Nació a destiempo quizá, y además en un país extranjero, y es probablemente ese doble hecho el que lo convirtió en un hombre extraño en este país en que vale más un chismorreo que una historia.
Su trabajo como economista y como profesor, además de su pensamiento como político, valen más que los volúmenes de chismes que han corrido sobre él y, también, sobre su famosa pareja.
Pero sobresale lo banal; este país ha decidido que ese sumidero en que se pudren las buenas mentes es más destacable que las buenas gentes.
Era inevitable, en la atmósfera sabia de aquella biblioteca, recordar los recuentos que hacía gente como Juan García Hortelano de sus encuentros con Boyer, cuando el entonces aún ministro comenzaba a encontrarse en público con la que sería su mujer
. De aquellas tenidas, que eran conversaciones literarias y políticas, y seguramente mundanas también, los que acompañaban a Boyer destacaban la lucidez del hombre, su sentido del humor, su gallardía y su socarronería, su duda metódica que disfrazaba, y disfrazó hasta el final, de seguridad en sí mismo, quizá para ahuyentar a los pesados que no dudan de nada.
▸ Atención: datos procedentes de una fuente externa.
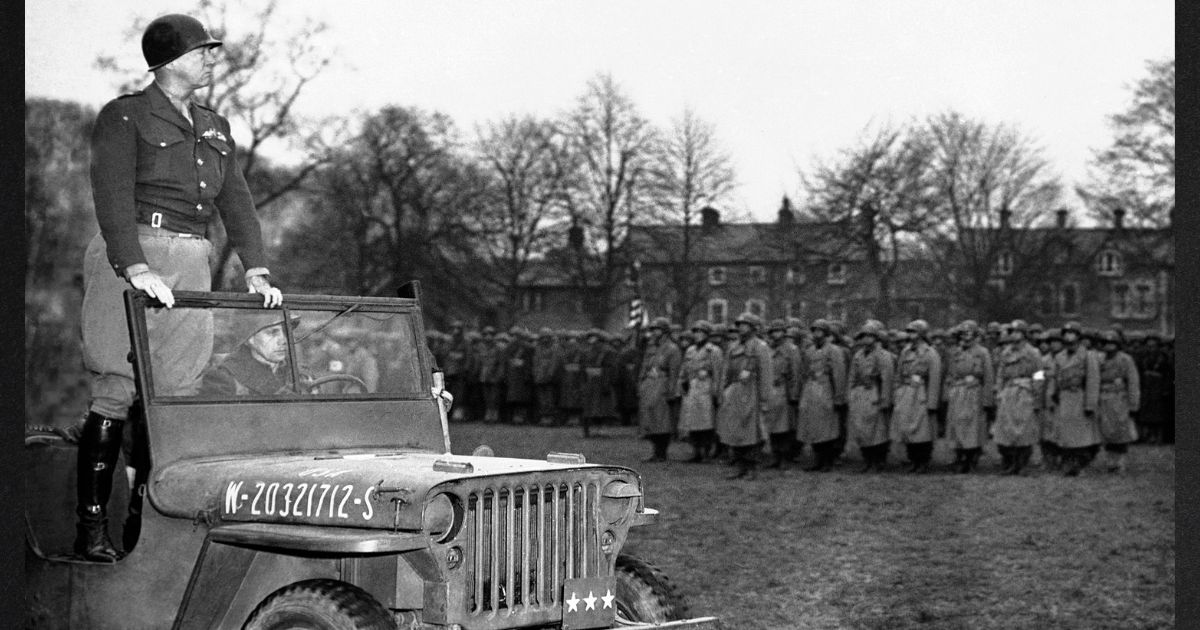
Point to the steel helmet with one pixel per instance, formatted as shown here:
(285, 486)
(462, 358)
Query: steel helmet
(874, 328)
(749, 318)
(918, 325)
(171, 37)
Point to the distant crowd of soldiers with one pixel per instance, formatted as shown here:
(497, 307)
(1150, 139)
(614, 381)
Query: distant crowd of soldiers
(736, 393)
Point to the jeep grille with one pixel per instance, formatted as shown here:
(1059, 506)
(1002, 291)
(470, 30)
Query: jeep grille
(525, 540)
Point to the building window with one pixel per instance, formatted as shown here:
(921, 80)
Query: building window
(1134, 300)
(795, 275)
(1003, 265)
(837, 274)
(835, 310)
(1109, 263)
(756, 306)
(1068, 297)
(718, 311)
(1043, 300)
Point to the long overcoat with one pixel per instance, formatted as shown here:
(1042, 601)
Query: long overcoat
(702, 372)
(918, 379)
(1019, 395)
(1077, 389)
(747, 381)
(658, 384)
(970, 388)
(785, 367)
(1120, 397)
(870, 396)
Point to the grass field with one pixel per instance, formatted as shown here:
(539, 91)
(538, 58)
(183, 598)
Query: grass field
(882, 551)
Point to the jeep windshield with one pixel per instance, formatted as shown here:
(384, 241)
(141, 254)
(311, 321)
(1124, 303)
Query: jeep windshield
(313, 347)
(322, 373)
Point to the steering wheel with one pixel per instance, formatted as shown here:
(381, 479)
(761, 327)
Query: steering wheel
(349, 379)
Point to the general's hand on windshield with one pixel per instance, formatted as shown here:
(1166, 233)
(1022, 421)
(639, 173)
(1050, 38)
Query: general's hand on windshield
(271, 295)
(154, 286)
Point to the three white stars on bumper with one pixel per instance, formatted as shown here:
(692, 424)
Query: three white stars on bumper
(573, 605)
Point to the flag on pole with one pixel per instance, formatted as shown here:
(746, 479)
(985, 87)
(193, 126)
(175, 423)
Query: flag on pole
(637, 315)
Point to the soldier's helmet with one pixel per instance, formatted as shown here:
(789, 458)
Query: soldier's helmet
(660, 323)
(171, 37)
(918, 327)
(749, 318)
(874, 328)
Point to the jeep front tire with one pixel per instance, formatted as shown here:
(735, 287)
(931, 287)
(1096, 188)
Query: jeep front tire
(321, 605)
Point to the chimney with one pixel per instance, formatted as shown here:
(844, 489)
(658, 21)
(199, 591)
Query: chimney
(786, 217)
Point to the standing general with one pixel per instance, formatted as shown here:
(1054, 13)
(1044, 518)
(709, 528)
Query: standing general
(161, 165)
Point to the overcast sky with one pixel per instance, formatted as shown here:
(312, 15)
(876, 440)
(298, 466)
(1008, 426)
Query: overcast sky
(784, 82)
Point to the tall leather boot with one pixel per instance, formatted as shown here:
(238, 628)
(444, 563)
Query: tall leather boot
(100, 444)
(1021, 457)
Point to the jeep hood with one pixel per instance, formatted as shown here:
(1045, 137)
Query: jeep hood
(366, 490)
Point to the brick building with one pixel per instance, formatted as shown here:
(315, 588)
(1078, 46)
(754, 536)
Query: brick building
(1099, 276)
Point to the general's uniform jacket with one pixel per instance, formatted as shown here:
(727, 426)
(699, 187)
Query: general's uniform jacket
(969, 388)
(1120, 397)
(748, 378)
(150, 166)
(870, 396)
(658, 383)
(1077, 389)
(702, 372)
(918, 381)
(825, 387)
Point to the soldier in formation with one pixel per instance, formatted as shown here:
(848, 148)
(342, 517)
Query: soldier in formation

De aquellas reuniones salían todos pensando que quizá el chismorreo se había ido de madre, pues aquella era una pareja normal que, en el ámbito de lo que era absolutamente privado, se había encontrado sin que hubiera que hacer sonar otras campanas que las que ellos dispusieran.
Pero ya ven el vendaval que luego hubo; hubo otro vendaval, el de Ruiz-Mateos.
Ahora los medios han puesto y repuesto aquellas escenas cantinflescas del hombre de Rumasa tratando de agredir al ministro.
Esto no fue sino una anécdota, un lugar común en una historia de la que sobresalió la inteligencia de Boyer
. Pero para narrar la inteligencia los medios tenemos menos sitio que para contar, como diría Álvaro Pombo, la falta de sustancia.